Re: [PATCH net-next] virtio_net: force_napi_tx module param.
From: Willem de Bruijn <willemdebruijn.kernel@gmail.com>
Date: 2018-07-24 22:01:48
On Tue, Jul 24, 2018 at 2:39 PM Michael S. Tsirkin [off-list ref] wrote:
On Tue, Jul 24, 2018 at 10:01:39AM -0400, Willem de Bruijn wrote:quoted
On Tue, Jul 24, 2018 at 6:44 AM Michael S. Tsirkin [off-list ref] wrote:quoted
On Mon, Jul 23, 2018 at 04:11:19PM -0700, Caleb Raitto wrote:quoted
From: Caleb Raitto <redacted> The driver disables tx napi if it's not certain that completions will be processed affine with tx service. Its heuristic doesn't account for some scenarios where it is, such as when the queue pair count matches the core but not hyperthread count. Allow userspace to override the heuristic. This is an alternative solution to that in the linked patch. That added more logic in the kernel for these cases, but the agreement was that this was better left to user control. Do not expand the existing napi_tx variable to a ternary value, because doing so can break user applications that expect boolean ('Y'/'N') instead of integer output. Add a new param instead. Link: https://patchwork.ozlabs.org/patch/725249/ Acked-by: Willem de Bruijn <willemb@google.com> Acked-by: Jon Olson <redacted> Signed-off-by: Caleb Raitto <redacted>Is there a reason the same rule should apply to all devices? If not shouldn't this be an ethtool option?It not very likely that a guest will have multiple virtio_net devices, some of which have affinity_hint_set and some do not?Just to answer this question, I do hear a lot about guests with multiple virtio net interfaces. These might be just the noisy few, but they do exist.quoted
I'd really rather not add the extra option at all, but remove the affinity_hint_set requirement for now. Without more data, I understand the concern about cacheline bouncing if napi-tx would becomes the default at some point and we don't have data on this by then. But while it isn't default and a user has to opt in to napi-tx to try it that seems enough guardrail to me. The original reason was lack of data on whether napi-tx may suffer from cache invalidations when tx and rx softirq are on different cpus and we enable tx descriptor cleaning from the rx handler (i.e., on ACK).quoted
From those initial numbers it seemed to be a win even with thoseinvalidations. https://patchwork.ozlabs.org/patch/746232/ In lieu of removing the affinity_hint_set, this boolean is the least amount of both new interface and implementation to allow experimentation. We can easily leave it as a noop eventually when we are confident that napi-tx can be enabled even without affinity. By comparison, an ethtool param would be quite a bit of new logic.So it boils down to this: if we believe napi tx is always a good idea, then this flag is there just in case, and the patch is fine.

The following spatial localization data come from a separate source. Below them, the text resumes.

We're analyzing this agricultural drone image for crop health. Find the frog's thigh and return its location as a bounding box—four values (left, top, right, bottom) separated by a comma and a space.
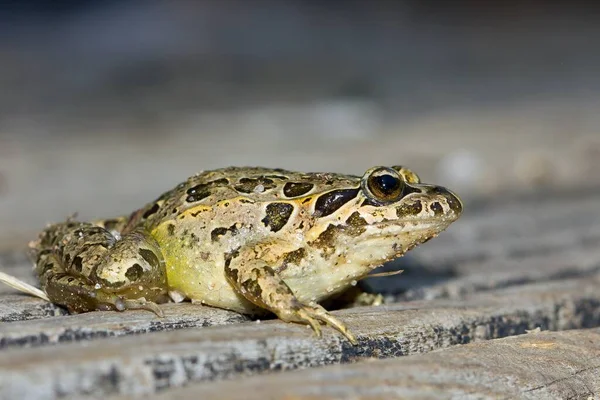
36, 223, 168, 315
224, 252, 357, 344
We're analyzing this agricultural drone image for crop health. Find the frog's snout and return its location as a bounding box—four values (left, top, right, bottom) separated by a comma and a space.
442, 186, 463, 217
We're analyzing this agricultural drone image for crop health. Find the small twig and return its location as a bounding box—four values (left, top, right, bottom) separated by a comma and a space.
366, 269, 404, 279
0, 271, 50, 302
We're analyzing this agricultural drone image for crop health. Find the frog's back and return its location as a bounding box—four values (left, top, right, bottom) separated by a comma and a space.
134, 166, 360, 229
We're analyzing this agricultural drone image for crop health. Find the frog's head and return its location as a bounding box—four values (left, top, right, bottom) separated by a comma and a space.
304, 165, 462, 270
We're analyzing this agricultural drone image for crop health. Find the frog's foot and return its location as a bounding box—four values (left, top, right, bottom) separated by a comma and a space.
283, 302, 357, 345
41, 271, 164, 317
44, 272, 166, 317
83, 289, 165, 317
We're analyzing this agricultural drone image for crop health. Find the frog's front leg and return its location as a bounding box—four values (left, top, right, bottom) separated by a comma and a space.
224, 249, 357, 344
31, 221, 169, 315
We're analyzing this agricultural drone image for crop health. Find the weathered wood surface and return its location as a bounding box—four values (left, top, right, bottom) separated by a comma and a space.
151, 328, 600, 400
0, 279, 600, 398
0, 187, 599, 399
1, 276, 599, 398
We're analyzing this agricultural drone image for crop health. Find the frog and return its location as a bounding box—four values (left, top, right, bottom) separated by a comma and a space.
29, 166, 462, 344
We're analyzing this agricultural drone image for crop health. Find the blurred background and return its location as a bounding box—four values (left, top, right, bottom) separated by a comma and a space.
1, 0, 599, 247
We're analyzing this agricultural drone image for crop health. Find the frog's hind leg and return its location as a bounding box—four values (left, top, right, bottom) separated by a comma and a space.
31, 221, 169, 316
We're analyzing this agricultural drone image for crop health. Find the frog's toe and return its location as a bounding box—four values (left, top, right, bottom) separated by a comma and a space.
123, 298, 164, 317
293, 303, 357, 345
315, 309, 357, 345
92, 290, 164, 317
296, 307, 323, 338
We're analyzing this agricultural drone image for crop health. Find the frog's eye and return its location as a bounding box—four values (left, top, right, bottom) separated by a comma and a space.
392, 165, 420, 184
362, 167, 405, 203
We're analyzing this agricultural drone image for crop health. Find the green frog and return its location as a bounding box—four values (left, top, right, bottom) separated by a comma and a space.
30, 166, 462, 344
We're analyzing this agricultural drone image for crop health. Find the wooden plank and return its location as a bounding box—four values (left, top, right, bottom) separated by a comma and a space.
0, 295, 67, 323
152, 328, 600, 400
0, 302, 248, 350
0, 275, 598, 398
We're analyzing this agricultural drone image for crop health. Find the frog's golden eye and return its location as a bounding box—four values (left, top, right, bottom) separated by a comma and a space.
362, 167, 405, 203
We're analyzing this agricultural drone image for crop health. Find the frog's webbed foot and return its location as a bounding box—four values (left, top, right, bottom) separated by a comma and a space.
224, 255, 358, 345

If it's good for some workloads but not others, and will be for a while, we are better off with an ethtool flag. What's the case here?

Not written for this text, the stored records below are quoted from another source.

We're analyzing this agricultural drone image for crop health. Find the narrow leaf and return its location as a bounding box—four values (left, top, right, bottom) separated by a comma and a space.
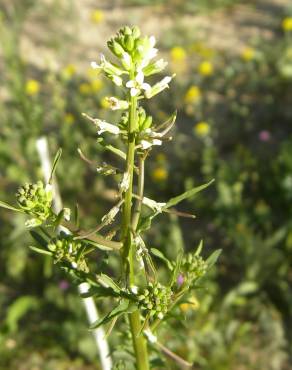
170, 251, 183, 287
151, 248, 173, 271
29, 245, 52, 256
97, 138, 126, 160
80, 285, 119, 299
206, 249, 222, 269
90, 300, 136, 329
97, 273, 121, 292
30, 230, 50, 248
74, 203, 80, 228
0, 200, 23, 213
164, 179, 215, 210
195, 240, 204, 256
49, 148, 62, 184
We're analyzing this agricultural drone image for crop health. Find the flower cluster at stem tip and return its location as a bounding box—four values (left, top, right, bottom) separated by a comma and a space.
91, 25, 174, 99
88, 26, 176, 151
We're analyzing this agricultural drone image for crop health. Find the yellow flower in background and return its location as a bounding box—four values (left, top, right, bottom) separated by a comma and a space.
64, 113, 75, 125
170, 46, 187, 62
90, 9, 104, 24
184, 85, 201, 104
198, 61, 213, 76
151, 167, 168, 182
62, 64, 76, 79
100, 96, 110, 109
191, 42, 215, 59
241, 47, 255, 62
194, 121, 210, 137
155, 153, 167, 163
79, 83, 91, 95
91, 79, 103, 92
180, 296, 200, 312
25, 79, 40, 96
282, 17, 292, 31
87, 66, 98, 79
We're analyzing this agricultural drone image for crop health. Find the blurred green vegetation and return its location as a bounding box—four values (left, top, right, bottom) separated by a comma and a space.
0, 0, 292, 369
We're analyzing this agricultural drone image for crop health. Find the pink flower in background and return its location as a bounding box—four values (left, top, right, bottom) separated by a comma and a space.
177, 274, 184, 287
258, 130, 271, 142
59, 280, 70, 291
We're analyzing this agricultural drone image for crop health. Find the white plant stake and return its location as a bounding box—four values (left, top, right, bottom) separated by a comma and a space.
35, 137, 112, 370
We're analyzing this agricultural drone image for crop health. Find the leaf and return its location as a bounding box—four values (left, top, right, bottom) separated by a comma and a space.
84, 238, 116, 251
80, 285, 119, 299
30, 230, 50, 248
137, 213, 154, 233
29, 245, 52, 256
54, 209, 65, 228
170, 251, 183, 287
163, 179, 215, 210
138, 180, 214, 233
206, 249, 222, 269
97, 138, 126, 160
90, 300, 137, 329
195, 240, 204, 256
0, 200, 23, 213
97, 273, 121, 293
150, 248, 173, 271
74, 203, 80, 228
5, 296, 39, 333
49, 148, 62, 184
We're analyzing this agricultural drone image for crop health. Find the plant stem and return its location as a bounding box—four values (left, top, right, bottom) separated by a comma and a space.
132, 156, 145, 230
121, 84, 149, 370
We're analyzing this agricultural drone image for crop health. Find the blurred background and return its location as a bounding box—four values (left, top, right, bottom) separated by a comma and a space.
0, 0, 292, 369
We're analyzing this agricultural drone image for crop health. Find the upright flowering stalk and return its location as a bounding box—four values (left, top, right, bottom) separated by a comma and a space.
0, 26, 221, 369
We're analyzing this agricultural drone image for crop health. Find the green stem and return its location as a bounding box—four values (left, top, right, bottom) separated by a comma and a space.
132, 156, 145, 230
121, 82, 149, 370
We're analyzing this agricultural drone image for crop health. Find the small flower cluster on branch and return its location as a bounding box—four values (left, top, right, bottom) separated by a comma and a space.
48, 233, 89, 273
137, 283, 172, 319
16, 181, 53, 227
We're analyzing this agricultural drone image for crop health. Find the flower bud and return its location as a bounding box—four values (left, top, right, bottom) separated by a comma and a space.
124, 35, 134, 52
131, 26, 141, 39
107, 39, 125, 57
143, 59, 168, 76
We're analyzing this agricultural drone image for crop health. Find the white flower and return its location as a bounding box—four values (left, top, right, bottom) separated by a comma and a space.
91, 55, 123, 76
91, 61, 99, 69
101, 204, 120, 224
142, 197, 166, 212
63, 207, 71, 221
140, 138, 162, 150
121, 52, 132, 70
107, 97, 129, 110
126, 71, 151, 97
95, 119, 120, 135
145, 75, 174, 99
111, 75, 123, 86
143, 58, 168, 76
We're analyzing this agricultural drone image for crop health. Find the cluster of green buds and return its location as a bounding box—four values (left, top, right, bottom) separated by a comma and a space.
16, 181, 53, 227
47, 233, 89, 273
180, 253, 208, 287
137, 282, 172, 319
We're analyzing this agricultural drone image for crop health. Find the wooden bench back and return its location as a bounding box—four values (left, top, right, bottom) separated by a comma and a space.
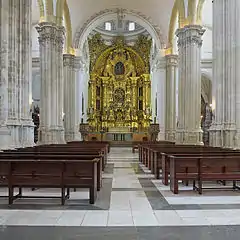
0, 159, 98, 187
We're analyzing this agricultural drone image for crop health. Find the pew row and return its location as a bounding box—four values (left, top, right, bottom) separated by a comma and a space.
169, 155, 240, 194
0, 159, 99, 205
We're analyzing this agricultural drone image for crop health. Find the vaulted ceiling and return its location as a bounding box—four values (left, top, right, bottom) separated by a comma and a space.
31, 0, 213, 60
32, 0, 175, 44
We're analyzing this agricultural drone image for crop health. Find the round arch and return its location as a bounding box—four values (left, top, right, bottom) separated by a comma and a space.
73, 8, 166, 54
92, 45, 146, 75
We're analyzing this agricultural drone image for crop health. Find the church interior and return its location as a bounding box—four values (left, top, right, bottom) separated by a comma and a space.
0, 0, 240, 239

Based on benchmark results so far, it looks like the first. It's markedly better for some and in the noise for most. The crux is the "for a while". We undoubtedly will find some cases that we need to fix before flipping the default. The choice is between using napi_tx vs adding a separate ethtool function to do essentially the same. This patch is the simpler option, and easier to backport to guest kernels.

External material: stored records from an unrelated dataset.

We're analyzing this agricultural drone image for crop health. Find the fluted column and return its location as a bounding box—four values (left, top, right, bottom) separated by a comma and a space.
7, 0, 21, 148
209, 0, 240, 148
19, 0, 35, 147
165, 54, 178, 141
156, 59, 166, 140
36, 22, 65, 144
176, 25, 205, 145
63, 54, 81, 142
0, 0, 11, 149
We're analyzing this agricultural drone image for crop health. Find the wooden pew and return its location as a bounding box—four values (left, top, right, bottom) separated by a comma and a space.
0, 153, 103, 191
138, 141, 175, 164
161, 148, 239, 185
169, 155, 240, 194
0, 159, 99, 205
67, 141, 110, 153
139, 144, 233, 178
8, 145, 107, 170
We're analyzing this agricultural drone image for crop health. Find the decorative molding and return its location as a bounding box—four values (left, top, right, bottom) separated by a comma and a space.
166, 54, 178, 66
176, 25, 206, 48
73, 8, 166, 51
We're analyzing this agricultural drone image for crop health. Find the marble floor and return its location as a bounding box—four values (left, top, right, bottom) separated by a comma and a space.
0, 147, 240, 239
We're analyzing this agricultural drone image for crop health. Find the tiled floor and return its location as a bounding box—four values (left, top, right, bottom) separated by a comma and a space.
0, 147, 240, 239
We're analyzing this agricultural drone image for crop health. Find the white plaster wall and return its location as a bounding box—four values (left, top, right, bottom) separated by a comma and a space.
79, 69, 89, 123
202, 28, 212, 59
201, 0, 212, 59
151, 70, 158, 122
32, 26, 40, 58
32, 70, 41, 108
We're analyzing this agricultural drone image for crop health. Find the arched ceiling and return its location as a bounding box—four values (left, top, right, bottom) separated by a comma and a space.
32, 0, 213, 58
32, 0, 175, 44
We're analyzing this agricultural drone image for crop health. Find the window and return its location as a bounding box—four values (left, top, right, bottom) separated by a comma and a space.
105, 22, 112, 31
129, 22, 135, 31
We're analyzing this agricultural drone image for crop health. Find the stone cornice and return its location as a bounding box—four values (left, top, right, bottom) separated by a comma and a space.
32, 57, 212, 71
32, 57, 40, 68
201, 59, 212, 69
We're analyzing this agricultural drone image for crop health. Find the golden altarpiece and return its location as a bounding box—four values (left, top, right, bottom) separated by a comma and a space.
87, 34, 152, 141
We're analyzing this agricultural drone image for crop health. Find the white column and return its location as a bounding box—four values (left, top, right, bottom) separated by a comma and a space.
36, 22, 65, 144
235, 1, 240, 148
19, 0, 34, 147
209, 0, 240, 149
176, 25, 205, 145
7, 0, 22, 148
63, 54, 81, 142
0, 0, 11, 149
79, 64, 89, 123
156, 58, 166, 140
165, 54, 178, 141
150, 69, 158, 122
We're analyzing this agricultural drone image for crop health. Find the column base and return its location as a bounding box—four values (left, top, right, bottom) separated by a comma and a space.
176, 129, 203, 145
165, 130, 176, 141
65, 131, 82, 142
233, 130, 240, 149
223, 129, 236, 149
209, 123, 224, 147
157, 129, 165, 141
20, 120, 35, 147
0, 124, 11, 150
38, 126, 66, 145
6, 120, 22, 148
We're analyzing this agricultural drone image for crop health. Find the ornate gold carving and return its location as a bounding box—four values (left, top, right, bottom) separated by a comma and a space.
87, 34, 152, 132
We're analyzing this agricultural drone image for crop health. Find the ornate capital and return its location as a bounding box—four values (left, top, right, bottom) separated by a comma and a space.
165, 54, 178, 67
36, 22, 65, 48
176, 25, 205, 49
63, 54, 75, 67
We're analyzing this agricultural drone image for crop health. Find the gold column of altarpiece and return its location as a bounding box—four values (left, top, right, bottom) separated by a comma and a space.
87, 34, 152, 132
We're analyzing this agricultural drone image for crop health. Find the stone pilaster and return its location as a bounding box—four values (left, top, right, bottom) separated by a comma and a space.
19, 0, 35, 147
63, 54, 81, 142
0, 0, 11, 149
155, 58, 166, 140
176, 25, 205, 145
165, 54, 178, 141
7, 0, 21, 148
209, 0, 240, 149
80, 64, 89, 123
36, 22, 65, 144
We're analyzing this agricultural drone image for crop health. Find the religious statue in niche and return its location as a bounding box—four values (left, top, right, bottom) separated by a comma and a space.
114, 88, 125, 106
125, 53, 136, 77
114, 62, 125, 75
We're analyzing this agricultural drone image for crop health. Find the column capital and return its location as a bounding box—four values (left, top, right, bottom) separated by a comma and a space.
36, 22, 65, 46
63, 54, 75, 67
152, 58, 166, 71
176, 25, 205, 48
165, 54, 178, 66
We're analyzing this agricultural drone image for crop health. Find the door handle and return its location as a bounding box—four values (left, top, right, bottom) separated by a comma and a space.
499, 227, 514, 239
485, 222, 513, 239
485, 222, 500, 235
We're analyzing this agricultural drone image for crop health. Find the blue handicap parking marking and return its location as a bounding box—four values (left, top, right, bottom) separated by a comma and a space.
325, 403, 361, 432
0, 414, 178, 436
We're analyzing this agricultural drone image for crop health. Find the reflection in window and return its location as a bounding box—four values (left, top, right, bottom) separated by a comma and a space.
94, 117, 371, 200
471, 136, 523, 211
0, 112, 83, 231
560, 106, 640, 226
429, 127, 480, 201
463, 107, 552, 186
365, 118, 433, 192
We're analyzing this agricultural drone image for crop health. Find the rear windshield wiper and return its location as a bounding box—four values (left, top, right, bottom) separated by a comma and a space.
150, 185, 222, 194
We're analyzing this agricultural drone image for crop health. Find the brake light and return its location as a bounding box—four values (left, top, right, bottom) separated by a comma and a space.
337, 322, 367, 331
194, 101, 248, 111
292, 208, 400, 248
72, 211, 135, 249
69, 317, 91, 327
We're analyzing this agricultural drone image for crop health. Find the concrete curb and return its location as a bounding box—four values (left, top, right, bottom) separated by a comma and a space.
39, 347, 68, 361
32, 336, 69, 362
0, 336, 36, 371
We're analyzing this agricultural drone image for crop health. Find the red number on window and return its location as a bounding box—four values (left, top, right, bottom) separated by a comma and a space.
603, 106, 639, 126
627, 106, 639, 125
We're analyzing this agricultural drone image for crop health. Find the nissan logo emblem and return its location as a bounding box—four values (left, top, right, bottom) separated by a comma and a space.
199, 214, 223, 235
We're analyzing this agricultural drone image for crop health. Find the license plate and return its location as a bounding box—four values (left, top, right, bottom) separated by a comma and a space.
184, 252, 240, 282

OTOH if you want to add more trick to the affinity hint, such as the mentioned above # of queues matching core count, that is also fine IMHO.
From the above linked patch, I understand that there are yet
other special cases in production, such as a hard cap on #tx queues to 32 regardless of number of vcpus. I don't think we want to add special cases for all this kind of business logic in the kernel.